Janela Poética I

Ricardo Thadeu

 

“Desespero”: Claudio Parreira

 

VOZ

 

Está tudo aí:

Os discos de heavy metal,
O último discurso do condenado,
O recado na agenda do ministro,
O bem, o mal, a torpeza
E a bunda em rede nacional.

Somos abonados pelo futuro.
E não há tropeço.

Há caminho.
………………Apenas um.

E seguimos por ele, em fila indiana,
Adiando o regresso.

 

 

 

***

 

 

 

BAQUE

 

Aposentei o velho discurso.

De longe,
Acompanho o curso da história.

Há tantas célebres frases
E nenhum acelerador de partículas.

Há tantas formas de amoldar
E nenhuma de embrutecer.

Penso nos debates, nas contendas,
Nos homens minúsculos,

No mormaço dos becos;
Penso na sorte dos imaculados

E no monge, na montanha,
A descobrir novos silêncios.

De longe, muito longe,
Acompanho o cerco da morte.

 

 

 

***

 

 

 

REALEZA

 

A corte do passado
Passou dessa
……….Pra uma pior:

O príncipe pop
Virou ator pornô;

A rainha do rebolado
Mendiga likes e views;

O imperador
……….Do reality show
Foi achado morto.

A corte do passado ─
Quem diria? ─
Passou dessa
……….Pra uma pior:

Subiu às nuvens
Em arquivos virtuais.

 

 

 

***

 

 

 

ESCONDERIJO

 

Só acredito no que não sinto,
No mistério, na pergunta eterna.

Inferno?
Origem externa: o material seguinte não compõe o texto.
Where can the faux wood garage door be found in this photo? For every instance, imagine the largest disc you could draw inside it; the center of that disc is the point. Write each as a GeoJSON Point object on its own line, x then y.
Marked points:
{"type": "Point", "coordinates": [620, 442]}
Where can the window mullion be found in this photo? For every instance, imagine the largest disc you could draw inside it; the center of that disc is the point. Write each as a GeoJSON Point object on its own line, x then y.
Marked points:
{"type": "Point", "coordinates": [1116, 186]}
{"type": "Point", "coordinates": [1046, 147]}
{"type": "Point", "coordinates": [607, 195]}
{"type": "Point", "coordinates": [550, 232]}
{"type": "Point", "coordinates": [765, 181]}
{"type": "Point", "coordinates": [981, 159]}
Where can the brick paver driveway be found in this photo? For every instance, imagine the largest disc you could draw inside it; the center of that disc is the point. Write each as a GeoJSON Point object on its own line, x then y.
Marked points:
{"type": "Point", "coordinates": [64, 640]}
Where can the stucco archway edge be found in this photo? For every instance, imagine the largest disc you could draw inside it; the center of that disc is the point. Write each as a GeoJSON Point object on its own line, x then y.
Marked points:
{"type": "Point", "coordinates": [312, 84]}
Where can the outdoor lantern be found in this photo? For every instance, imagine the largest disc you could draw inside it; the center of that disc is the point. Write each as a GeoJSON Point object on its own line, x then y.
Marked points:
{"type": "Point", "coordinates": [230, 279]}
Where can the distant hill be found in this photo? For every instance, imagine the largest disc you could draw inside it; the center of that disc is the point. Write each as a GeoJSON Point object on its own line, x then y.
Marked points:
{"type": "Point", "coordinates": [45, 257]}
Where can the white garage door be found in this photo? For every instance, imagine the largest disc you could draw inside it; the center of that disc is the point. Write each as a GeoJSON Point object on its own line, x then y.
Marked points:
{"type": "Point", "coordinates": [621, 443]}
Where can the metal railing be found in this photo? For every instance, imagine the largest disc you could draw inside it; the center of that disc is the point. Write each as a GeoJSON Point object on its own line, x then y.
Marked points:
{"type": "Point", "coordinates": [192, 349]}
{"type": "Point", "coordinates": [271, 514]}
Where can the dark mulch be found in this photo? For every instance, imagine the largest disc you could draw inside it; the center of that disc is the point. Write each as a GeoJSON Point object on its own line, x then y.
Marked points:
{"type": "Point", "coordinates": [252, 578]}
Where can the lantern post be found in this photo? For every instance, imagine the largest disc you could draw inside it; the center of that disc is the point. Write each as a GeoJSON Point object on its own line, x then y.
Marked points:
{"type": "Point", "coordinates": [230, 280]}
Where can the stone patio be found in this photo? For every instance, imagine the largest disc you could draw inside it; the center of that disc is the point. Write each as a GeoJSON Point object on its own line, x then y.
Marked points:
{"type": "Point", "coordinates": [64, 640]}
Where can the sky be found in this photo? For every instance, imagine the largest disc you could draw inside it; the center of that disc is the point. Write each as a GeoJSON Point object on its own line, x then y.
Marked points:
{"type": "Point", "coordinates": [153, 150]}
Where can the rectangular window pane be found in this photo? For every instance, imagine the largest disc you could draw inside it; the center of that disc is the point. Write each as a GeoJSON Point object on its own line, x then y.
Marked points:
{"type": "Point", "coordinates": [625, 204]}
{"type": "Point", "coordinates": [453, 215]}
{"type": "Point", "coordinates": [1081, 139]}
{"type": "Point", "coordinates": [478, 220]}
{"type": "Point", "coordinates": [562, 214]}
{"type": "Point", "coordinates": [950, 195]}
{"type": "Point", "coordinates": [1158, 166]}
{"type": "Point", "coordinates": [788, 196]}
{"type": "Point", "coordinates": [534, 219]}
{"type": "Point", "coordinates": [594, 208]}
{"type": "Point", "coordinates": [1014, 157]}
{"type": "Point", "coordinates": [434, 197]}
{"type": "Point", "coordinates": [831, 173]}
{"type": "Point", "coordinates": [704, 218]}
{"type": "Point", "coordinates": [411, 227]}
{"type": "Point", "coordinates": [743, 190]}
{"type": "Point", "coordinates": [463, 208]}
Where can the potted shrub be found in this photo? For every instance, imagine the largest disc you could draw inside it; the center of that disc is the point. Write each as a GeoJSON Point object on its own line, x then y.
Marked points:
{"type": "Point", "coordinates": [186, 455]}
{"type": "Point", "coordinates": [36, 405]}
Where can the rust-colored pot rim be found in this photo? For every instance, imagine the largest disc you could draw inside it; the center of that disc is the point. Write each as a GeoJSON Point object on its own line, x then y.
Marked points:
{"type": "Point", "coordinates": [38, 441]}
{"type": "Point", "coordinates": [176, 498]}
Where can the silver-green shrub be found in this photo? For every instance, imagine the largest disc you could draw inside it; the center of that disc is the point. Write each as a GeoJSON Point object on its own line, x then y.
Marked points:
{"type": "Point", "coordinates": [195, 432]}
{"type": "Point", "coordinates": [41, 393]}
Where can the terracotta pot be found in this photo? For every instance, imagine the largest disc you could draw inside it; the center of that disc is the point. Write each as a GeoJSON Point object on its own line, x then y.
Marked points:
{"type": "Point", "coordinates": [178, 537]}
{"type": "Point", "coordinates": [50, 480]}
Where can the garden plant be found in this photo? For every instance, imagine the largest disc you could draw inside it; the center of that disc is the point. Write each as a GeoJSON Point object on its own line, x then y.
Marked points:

Deus? Extraterrestres?
Creio no enigma que os cerca;

Creio nos poemas não escritos,
Na poesia que emana do engano.

Não espero respostas definitivas,
Nem que um sábio dê o Veredito.

A face oculta das coisas táteis:
Eis aquilo no que (só eu) acredito.

 

 

 

***

 

 

 

MAKE DEATH GREAT AGAIN

 

Não estamos na Idade das Trevas,
Mas não estamos
……………..No Século das Luzes:

Estamos na época

Dos homens fartos
……………..De coisa alguma,
Das cruzes que viram espetáculo;

Dos celulares incríveis,
Dos dedos sujos apontados pro errado;

Dos argonautas virtuais
Presos em suas bolhas,
……………..Barcos naufragados;

Das dietas malucas,
Dos corpos de fast food,
Dos que não comem carne
…………….E dos que não plantam
…………….Uma só semente.

Não estamos na idade das trevas
Mas já não temos
……………..Tanto tempo assim.

 

 

 

***

 

 

 

ENCHENTE

 

Inquilinos tiram móveis
E rezam pro Santo de devoção.

Além das histórias,
Dos homens cobertos de lama

E da bondade dos abutres,
Há uma falsa esperança:

As águas do Jacuípe
Encontrarão novo caminho.

 

 

 

***

 

 

 

DAS MEMÓRIAS

 

Vejo tudo com bastante nitidez,
Mas não posso revogar o tempo:

Minha mãe mexendo o café,
Seu rosto sumindo entre nuvens;

Meu pai estacionando o Chevette,
Toda tristeza embaixo do bigode;

E eu, desperto, nutrindo planos
Que não realizo antes de morrer.

Vejo tudo num fio de memória
Tão nítido quanto não deveria ser.

 

Ricardo Thadeu (1989), nascido em Riachão do Jacuípe-Ba, é mestre em Estudos Literários (UEFS), professor e escritor. Publicou diversos livros, sendo “Você não deve pensar nessas coisas” (Penalux, 2020, poesia) o mais recente. É integrante de mais de uma dúzia de antologias, dentre elas: “Tudo no mínimo: antologia do miniconto na Bahia” (Mondrongo, 2018, miniconto).